Let \(f(k)\) be the minimum sum of \(A'=(A_1,A_2,\ldots,A_k)\) after performing an operation on \(A'\) when choosing \(x\) such that \(x \leq k\).

Also, let \(g(k)\) be the minimum sum of \(A''=(A_{N-k+1},\ldots,A_N)\) after performing an operation on \(A''\) when choosing \(y\) such that \(y \leq k\).

If we can enumerate \(f(0),f(1),\ldots,f(N),g(0),g(1),\ldots, g(N)\), the answer can be found as \(\mathrm{min} f(i) + g(N-i)\).

We explain how to \(f\); same applies to \(g\).

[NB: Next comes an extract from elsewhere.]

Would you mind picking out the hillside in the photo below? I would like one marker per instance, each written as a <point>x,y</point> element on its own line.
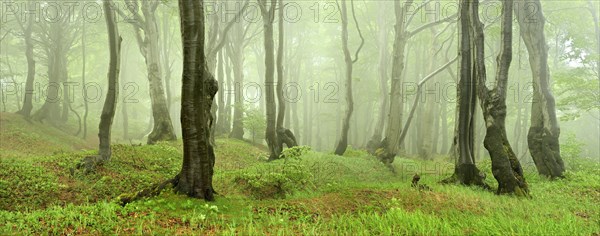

We have \(f(0)=0\). We want to find \(f(k+1)\) when we have \(f(k)\) and preceding terms. It depends on whether \(x<k+1\).

• If \(x<k+1\):

The minimum sum is \(f(k) + A_{k+1}\).

• If \(x=k+1\):

The minimum sum is \(L(k+1)\).

Thus, we find \(f(k+1) = \mathrm{min}(f(k) + A_{k+1}, L(k+1))\).

Therefore, the problem has been solved in a total of \(\mathrm{O}(N)\) time.